In terms of base, all of them share the same base.

But in terms of training, they are different. For example:
Treckho is the training for the inseparability of awareness and emptiness.
Togal is the training for the inseparability of appearances and emptiness.

I do not really know which training belongs to which. I know that each of this Semde, Longde, and Menangde has its own way of training.

For example in Longde if I am not wrong, there is a technique like you press certain point in your body and after some time, it can help you to bring in your instance presence.

For my case I also do not really bother whether this one belong to Semde or Longde or Menangde.

The point is how to be free from illusion and how in your daily life you can feel this peacefulness even when you are in the crowded bus for example.

I personally like the training path of Sutra Mahamudra, where your progress can be divided into 4 yoga.

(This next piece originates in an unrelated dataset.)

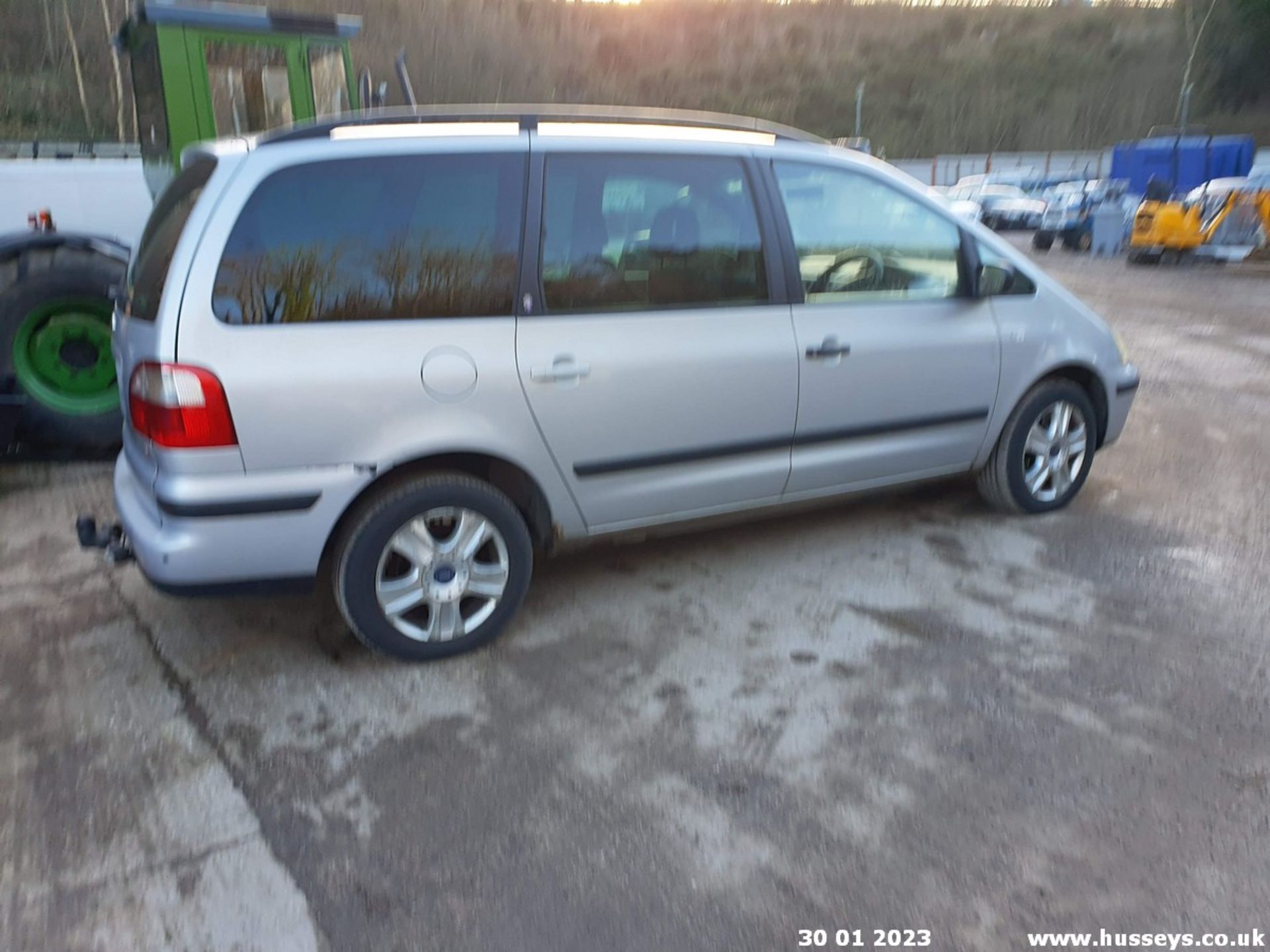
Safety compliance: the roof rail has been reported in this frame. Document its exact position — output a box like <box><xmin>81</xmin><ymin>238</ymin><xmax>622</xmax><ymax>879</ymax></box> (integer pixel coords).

Tsongkhapa said that in your day time, you practice, at night time you read. I can't remember where I read that, and I think that is a good advice.

In Dzogchen and mahamudra, practice doesn't mean we sit and meditate. But we are training in movement. And dzogchen and mahamudra have the way for it.

Other tradition may also have it, but I am not aware of it.


« Last Edit: January 28, 2013, 07:23:52 pm by BlueSky »
Enlightenment is simply the clearing away of misunderstanding. When mistaken thinking is gone, liberation has happened. (Gampopa)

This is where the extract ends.